Lontano dall’essere spontaneo e dettato da un legame di amicizia, l’atteggiamento del pascià deriverebbe unicamente dalla sua volontà di compiacere l’ospite il cui habit noir gli conferisce una certa autorevolezza:

Quoi que l’on fasse, et si loin que l’on puisse aller dans la bienveillance d’un Turc, il ne faut pas croire qu’il puisse y avoir tout de suite fusion entre notre façon de vivre et la sienne.

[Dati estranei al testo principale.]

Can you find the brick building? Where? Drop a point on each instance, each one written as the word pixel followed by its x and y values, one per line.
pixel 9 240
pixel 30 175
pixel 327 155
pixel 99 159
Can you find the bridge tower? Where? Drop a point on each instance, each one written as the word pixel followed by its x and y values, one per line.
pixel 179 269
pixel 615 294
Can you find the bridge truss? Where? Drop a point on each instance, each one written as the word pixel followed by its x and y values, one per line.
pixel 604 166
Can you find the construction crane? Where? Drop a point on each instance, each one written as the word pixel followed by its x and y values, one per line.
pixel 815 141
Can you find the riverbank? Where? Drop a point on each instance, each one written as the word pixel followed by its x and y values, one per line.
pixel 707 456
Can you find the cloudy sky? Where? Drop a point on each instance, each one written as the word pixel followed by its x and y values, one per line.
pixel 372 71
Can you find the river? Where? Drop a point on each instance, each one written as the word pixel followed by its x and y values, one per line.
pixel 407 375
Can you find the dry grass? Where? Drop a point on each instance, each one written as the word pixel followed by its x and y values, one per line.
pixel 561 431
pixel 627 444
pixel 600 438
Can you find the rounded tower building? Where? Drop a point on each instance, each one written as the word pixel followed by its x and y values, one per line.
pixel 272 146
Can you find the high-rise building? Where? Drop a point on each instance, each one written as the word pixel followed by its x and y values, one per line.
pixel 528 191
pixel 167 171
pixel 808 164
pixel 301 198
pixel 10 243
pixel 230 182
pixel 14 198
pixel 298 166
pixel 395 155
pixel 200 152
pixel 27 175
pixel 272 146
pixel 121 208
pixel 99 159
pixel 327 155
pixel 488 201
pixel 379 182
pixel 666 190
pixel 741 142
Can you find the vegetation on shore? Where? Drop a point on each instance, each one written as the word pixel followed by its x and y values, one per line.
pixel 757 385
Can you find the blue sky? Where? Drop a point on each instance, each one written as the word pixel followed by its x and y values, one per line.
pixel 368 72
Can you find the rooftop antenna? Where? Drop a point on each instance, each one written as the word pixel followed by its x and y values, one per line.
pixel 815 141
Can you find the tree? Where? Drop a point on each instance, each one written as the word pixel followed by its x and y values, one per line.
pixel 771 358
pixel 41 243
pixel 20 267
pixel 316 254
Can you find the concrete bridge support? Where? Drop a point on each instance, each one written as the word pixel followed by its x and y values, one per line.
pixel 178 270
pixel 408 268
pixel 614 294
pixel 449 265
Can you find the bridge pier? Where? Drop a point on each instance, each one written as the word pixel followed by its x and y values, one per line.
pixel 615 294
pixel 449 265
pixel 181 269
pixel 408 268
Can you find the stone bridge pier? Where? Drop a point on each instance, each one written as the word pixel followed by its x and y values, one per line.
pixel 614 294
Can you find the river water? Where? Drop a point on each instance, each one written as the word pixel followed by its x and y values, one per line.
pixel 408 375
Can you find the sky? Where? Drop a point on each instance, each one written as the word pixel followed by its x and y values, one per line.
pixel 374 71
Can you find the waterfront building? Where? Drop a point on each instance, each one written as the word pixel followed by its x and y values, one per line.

Les coutumes européennes qu’il adopte dans certains cas deviennent une sorte de terrain neutre où il nous accueille sans se livrer lui-même; il consent à imiter nos mœurs comme il use de notre langue, mais à l’égard de nous seulement. Il ressemble à ce personnage de ballet qui est moitié paysan et moitié seigneur; il montre à l’Europe le coté gentleman, il est toujours un pur Osmanli pour l’Asie.234

Indipendentemente da quelli che fossero i veri intenti del pascià, l’episodio è degno di nota poiché dimostra come la scelta dell’abito da indossare in Oriente non sia soltanto una scelta di gusto, bensì possa provocare conseguenze sia sul piano personale che su quello sociale.